Camat Cempaga Hulu Gusti Mukafi menyampaikan, sebelumnya sempat melaksanakan mediasi di tingkat kecamatan namun situasi sudah tidak kondusif karena semua menggunakan urat dan tunjuk-tunjukan.
“Maka dari itu saya harapkan RDP yang sudah sampai ke DPRD ini dapat membuahkan hasil. Dan saya harap semua menahan emosinya,”ujar Gusti yang turut hadir dalam RDP, Senin 3 Juni 2024.
Sementara itu Kepala Desa Bukit Raya Seleksi menyampaikan, ia berterima kasih karena permasalahan ini sudah di dengar sampai ke DPRD.
“Tahun lalu saya juga sudah sampaikan kepada pihak PT SCC kalau lahan itu sudah ada ganti rugi kami minta tunjukkan dokumen-dokumennya. Kemudian untuk penggarapan jalan itu memang sebenarnya sudah digarap oleh PT Lonsum pada tahun 1997, karena saya sempat jadi karyawan perusahaan itu juga. Dan ketiga, masyarakat yang punya lahan ingin sekali ada proses ganti rugi, karena dalam kurun waktu 27 tahun mereka baru kali ini meminta ganti rugi,”ujarnya.

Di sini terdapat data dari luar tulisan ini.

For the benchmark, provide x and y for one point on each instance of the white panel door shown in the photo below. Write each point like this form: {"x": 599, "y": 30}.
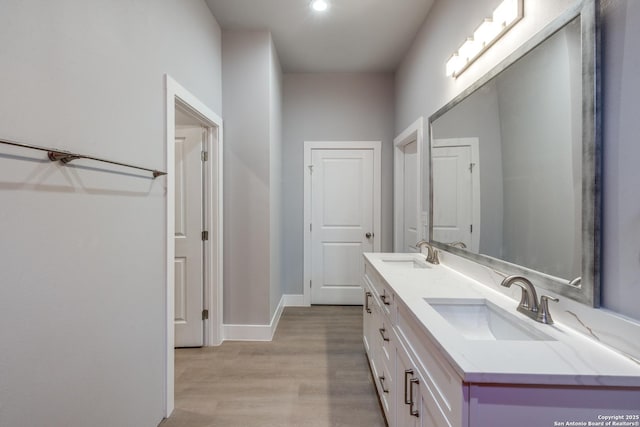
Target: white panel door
{"x": 409, "y": 199}
{"x": 189, "y": 281}
{"x": 452, "y": 192}
{"x": 342, "y": 209}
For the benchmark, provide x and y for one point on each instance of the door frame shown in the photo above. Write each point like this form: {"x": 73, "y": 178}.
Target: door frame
{"x": 213, "y": 250}
{"x": 309, "y": 146}
{"x": 474, "y": 144}
{"x": 415, "y": 132}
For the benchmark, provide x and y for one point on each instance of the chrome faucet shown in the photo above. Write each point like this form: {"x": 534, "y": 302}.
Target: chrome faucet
{"x": 432, "y": 253}
{"x": 460, "y": 245}
{"x": 529, "y": 300}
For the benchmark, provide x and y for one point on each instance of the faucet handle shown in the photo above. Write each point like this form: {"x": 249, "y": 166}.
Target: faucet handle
{"x": 544, "y": 315}
{"x": 434, "y": 256}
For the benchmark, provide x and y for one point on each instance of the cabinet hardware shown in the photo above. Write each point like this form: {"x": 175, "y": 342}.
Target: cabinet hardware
{"x": 366, "y": 301}
{"x": 412, "y": 381}
{"x": 381, "y": 380}
{"x": 406, "y": 383}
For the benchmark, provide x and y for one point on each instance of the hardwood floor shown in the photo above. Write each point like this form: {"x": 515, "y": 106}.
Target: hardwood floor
{"x": 314, "y": 373}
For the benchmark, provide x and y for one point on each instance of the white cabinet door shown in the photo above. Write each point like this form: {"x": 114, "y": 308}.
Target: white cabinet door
{"x": 188, "y": 238}
{"x": 342, "y": 209}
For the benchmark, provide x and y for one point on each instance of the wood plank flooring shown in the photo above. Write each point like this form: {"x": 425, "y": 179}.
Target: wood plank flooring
{"x": 314, "y": 373}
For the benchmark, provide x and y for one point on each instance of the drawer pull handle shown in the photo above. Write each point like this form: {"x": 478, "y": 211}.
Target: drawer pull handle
{"x": 381, "y": 380}
{"x": 406, "y": 383}
{"x": 413, "y": 412}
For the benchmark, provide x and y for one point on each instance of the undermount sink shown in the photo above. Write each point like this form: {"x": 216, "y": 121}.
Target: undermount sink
{"x": 408, "y": 262}
{"x": 479, "y": 319}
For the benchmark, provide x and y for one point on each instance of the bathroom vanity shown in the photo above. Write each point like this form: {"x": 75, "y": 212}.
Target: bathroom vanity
{"x": 446, "y": 350}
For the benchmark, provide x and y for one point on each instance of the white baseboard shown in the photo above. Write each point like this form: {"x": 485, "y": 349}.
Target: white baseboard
{"x": 262, "y": 332}
{"x": 294, "y": 301}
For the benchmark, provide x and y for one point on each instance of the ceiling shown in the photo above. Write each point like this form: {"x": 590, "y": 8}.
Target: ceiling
{"x": 351, "y": 36}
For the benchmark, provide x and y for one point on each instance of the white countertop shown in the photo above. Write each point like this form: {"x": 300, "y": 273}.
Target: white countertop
{"x": 570, "y": 359}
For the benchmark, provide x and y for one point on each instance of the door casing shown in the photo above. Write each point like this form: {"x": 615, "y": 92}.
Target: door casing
{"x": 415, "y": 132}
{"x": 176, "y": 95}
{"x": 375, "y": 146}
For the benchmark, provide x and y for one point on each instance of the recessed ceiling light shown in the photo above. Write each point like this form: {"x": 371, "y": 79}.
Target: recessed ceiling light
{"x": 319, "y": 5}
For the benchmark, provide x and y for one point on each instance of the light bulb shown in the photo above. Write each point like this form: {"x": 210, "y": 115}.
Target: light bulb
{"x": 319, "y": 5}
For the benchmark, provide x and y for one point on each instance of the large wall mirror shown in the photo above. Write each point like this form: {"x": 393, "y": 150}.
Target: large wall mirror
{"x": 514, "y": 162}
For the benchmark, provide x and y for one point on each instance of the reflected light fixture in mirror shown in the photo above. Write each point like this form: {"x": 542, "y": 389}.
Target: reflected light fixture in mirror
{"x": 504, "y": 17}
{"x": 319, "y": 5}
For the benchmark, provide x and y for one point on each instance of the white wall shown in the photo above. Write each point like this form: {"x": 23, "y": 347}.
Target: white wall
{"x": 422, "y": 88}
{"x": 83, "y": 271}
{"x": 621, "y": 85}
{"x": 331, "y": 107}
{"x": 252, "y": 114}
{"x": 478, "y": 116}
{"x": 275, "y": 158}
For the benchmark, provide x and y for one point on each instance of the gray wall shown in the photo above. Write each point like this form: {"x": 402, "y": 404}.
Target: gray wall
{"x": 83, "y": 250}
{"x": 422, "y": 88}
{"x": 251, "y": 177}
{"x": 331, "y": 107}
{"x": 621, "y": 86}
{"x": 275, "y": 157}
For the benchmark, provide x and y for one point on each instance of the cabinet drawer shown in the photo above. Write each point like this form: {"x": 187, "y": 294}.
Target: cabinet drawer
{"x": 374, "y": 278}
{"x": 440, "y": 378}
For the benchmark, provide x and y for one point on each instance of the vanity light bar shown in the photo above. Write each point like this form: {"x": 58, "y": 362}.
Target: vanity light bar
{"x": 505, "y": 16}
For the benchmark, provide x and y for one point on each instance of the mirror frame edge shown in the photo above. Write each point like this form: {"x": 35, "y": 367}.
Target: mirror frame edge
{"x": 589, "y": 291}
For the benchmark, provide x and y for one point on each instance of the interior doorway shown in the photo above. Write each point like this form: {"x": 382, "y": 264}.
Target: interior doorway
{"x": 342, "y": 218}
{"x": 183, "y": 107}
{"x": 455, "y": 169}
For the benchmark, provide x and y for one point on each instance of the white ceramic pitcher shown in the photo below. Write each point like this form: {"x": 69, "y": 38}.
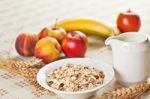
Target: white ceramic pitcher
{"x": 130, "y": 57}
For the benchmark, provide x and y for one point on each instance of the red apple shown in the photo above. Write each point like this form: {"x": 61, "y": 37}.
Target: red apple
{"x": 75, "y": 44}
{"x": 25, "y": 44}
{"x": 55, "y": 32}
{"x": 128, "y": 22}
{"x": 48, "y": 49}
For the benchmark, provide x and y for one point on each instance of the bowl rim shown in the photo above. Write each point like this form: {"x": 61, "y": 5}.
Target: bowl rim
{"x": 77, "y": 92}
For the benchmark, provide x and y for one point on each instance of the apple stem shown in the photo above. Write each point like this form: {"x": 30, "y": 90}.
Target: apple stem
{"x": 129, "y": 10}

Ia berharap, agar investasi perusahaan ini aman maka kiranya hak-hak masyarakat ini diberikan, karena lahan yang digarap perusahaan itu adalah milik masyarakat. Apalagi sebenarnya sudah ada beberapa masyarakat yang diberikan ganti rugi, sementara sebagian lagi belum.
Hal itu langsung dijawab oleh Humas PT SCC Sastra Wiguna. Jalan yang dipersoalkan tersebut sekarang disebut Jalan Rawa Panjang.
“Yang digunakan PT SCC ini memang belum ada ganti rugi, namun ada perjanjian maintenance. Yaitu pada saat PT Lonsum yang membuka jalan itu dan diwariskan ke PT SCC. Jadi PT SCC yang melanjutkan maintenance untuk mengelola jalan yang digunakan untuk perusahaan dan untuk masyarakat sekitar mengangkut buah sawit,”bebernya.